Devi is then seen as a local protector of villages , towns, and individual tribal peoples, where she is concerned only with local affairs. In her fifth aspect, Devi appears as semi-divine force, manifesting herself through fertility spirits, and other supernatural forms. Finally, she is also represented in woman saints, who are born on earth but endowed with deep spirituality and other-worldly powers."

"By you this universe is borne, By you this world is created, O Devi, by you it is protected." (Devi-Mahatmya).

Throughout India, devotees honour Devi in their temples and at wayside shrines. Flowers garland her image with brightness, the light of countless lamps illuminate her presence and the blood of thousands of animals stains the stones of her altars crimson.

The Goddess is older than time, yet time itself. She is formless, yet to be found in all forms. Her presence is in all things, yet she transcends all things. She is ever-changing, yet eternally changeless.

She is both the womb from which all life flows forth and the tomb to which all life returns. Devi the Shining One source of the life-giving powers of the universe, who is experienced by her ecstatic worshippers as the Primal Cause and Mother of the World.

Pre-dating the patriarchal Male Trinity by thousands of years, the Goddess was once worshipped throughout the ancient world. Now, only in India does her cult remain widespread and part of a vibrant, living tradition in which her presence empowers and stirs the hearts of her devotees with adoration and devotion.

The veneration of Devi can be traced as far back as 20,000 BC. A bone image of the Great Mother was discovered at Mirzapur in Uttar Pradesh dating back to that period. She was also revered at Harappa and Mohenjo-Daro in the Indus Valley from 2,500 BC.

Closely associated with the land itself, villagers in rural India paid tribute to the Earth Goddess, adorning branches of trees and placing shrines within them which carried her image. Smooth, oval-shaped stones also marked her sacred sites.

Women were her channels and it was through them her rituals were performed, rites for the dead and ceremonies to promote fertility and fruitfulness of the land.
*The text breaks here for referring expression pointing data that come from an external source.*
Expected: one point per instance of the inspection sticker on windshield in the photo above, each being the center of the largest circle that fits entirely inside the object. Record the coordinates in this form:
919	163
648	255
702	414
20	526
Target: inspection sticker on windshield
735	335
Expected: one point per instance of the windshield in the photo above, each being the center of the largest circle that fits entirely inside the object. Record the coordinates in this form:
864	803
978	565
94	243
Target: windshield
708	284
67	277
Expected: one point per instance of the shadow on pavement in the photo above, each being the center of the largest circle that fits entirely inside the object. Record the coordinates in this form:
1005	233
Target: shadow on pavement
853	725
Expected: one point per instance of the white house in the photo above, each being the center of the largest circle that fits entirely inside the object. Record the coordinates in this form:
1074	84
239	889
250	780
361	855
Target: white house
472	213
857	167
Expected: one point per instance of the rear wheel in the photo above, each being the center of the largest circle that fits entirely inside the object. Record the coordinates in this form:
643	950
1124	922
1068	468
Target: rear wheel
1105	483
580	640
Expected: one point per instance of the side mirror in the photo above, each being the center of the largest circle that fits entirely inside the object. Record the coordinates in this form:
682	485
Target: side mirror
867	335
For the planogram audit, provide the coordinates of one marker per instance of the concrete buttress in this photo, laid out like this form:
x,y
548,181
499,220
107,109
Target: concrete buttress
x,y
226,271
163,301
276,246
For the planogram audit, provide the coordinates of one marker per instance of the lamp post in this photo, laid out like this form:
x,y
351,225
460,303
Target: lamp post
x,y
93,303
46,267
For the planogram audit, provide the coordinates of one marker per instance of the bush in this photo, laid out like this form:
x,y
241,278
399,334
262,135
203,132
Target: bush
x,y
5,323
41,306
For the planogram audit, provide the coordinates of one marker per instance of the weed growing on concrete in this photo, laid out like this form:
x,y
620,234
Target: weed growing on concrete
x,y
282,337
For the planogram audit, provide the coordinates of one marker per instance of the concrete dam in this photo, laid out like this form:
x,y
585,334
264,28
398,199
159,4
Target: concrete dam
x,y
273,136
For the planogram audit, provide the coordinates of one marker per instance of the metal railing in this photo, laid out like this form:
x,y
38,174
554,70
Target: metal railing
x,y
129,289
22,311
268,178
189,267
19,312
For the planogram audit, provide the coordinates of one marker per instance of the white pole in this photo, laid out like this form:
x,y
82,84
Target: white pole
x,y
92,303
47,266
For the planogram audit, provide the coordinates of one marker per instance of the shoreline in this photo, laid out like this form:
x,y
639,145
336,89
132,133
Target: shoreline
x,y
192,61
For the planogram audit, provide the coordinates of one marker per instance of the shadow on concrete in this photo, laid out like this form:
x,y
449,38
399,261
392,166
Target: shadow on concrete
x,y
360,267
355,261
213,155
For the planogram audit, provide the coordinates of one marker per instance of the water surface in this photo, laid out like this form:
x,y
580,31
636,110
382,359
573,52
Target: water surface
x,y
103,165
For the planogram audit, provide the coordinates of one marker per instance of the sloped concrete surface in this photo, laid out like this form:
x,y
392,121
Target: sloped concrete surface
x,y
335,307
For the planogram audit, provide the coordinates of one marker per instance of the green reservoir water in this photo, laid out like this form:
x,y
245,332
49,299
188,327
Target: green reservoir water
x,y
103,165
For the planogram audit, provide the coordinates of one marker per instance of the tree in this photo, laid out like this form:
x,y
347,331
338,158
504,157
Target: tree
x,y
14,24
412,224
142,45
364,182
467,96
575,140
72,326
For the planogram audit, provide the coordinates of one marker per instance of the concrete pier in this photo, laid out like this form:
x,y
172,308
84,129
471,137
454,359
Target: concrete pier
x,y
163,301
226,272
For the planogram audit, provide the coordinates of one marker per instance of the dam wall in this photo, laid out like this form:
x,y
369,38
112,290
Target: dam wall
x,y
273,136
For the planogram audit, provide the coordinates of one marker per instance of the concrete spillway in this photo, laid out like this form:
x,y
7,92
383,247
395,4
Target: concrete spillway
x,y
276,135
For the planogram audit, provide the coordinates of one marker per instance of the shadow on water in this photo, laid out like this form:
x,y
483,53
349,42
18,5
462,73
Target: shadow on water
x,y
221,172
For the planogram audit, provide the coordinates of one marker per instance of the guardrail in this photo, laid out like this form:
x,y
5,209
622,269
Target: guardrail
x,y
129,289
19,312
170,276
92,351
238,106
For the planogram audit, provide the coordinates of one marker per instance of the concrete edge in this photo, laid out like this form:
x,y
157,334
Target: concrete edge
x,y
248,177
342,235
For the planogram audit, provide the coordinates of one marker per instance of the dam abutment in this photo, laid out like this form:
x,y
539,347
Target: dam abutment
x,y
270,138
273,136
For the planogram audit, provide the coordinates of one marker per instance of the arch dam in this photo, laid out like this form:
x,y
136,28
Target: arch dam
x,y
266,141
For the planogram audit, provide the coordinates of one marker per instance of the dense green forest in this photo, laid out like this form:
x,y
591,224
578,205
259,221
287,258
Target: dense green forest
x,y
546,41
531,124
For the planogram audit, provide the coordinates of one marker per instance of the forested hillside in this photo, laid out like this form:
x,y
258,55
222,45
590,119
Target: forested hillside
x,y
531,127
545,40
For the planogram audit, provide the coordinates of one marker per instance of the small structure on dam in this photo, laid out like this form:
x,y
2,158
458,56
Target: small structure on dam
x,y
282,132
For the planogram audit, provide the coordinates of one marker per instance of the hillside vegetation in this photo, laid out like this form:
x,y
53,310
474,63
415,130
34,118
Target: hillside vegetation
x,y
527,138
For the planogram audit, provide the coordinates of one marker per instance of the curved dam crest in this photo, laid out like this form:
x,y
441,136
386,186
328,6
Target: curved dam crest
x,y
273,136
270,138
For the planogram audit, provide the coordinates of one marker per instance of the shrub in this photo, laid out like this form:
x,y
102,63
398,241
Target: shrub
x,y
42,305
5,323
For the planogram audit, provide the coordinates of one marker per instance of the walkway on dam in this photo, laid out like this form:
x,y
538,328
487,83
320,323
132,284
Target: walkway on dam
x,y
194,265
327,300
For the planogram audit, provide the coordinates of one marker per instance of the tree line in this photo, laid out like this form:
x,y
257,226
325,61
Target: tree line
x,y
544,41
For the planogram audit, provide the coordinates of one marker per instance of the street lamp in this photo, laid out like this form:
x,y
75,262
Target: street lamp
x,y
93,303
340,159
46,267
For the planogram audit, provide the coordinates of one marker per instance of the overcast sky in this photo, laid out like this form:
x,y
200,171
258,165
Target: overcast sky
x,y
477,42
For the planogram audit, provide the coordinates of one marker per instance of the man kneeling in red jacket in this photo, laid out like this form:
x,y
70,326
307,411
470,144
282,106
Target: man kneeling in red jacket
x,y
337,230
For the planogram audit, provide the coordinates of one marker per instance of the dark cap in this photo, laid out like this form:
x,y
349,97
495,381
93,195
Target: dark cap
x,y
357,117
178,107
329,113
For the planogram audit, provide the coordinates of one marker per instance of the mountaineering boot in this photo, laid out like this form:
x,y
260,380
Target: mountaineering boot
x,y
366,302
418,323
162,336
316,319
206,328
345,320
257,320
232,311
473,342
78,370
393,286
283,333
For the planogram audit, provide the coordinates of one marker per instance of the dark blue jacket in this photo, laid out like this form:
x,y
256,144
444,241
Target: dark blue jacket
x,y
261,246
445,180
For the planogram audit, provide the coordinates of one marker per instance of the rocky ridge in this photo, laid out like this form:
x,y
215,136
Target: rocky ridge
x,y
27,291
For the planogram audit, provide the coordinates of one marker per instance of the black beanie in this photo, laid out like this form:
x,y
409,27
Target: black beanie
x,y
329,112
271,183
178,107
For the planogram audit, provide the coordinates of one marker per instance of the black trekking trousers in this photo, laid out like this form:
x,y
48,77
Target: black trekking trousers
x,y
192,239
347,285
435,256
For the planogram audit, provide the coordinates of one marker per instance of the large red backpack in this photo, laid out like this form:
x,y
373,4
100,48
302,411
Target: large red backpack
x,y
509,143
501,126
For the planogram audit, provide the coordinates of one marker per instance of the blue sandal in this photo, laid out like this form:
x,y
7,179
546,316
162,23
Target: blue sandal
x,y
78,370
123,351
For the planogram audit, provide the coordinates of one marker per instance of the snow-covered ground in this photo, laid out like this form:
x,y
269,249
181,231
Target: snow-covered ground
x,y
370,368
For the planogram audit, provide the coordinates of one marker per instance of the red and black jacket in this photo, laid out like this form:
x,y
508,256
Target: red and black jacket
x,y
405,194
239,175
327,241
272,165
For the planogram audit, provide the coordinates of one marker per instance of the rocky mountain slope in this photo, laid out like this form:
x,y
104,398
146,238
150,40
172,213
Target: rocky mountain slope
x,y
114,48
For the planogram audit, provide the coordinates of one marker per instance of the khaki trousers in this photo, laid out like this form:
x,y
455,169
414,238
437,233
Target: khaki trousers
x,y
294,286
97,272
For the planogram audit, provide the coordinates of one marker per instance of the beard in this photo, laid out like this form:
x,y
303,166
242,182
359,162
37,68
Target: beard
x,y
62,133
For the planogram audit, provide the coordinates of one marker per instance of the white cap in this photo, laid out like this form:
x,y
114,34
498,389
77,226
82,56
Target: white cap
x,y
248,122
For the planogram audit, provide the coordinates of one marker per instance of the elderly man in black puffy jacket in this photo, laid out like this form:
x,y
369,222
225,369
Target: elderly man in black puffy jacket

The Goddess became united in a Divine Marriage with the Gods of the Male Trinity: Sarasvati with Brahma, Lakshmi with Vishnu, and Parvati, Kali and Durga with Siva. Once given a priestly blessing, veneration of the Goddess as the God's consort was incorporated in the regular rituals. As Sakti, she became the powerful spiritual energy without which the God was unable to act.

Facets

The Goddess is multi-faceted, known by myriad names and personified in many forms. As well as responding to the names of Parvati, Lakshmi, Sarasvati and Sakti, she also manifests under the titles of Gauri, Uma, Sati, Aditi, Maya, Ganga, Prakriti, Gayatri, Tara, Minaksi, Mahadevi, Kundalini, Durga, Kali, Chamunda and in many other guises.

The great mountain peaks of the Himalayas Annapurna, Nanda Devi and Chomo-Lung-Ma (known to Westerners as the world's highest mountain, Everest) all testify to her divine presence.

Like the facets of a diamond, these varying forms of the Great Universal Energy that is Devi are merely reflections of the countless aspects that make the whole, the Absolute.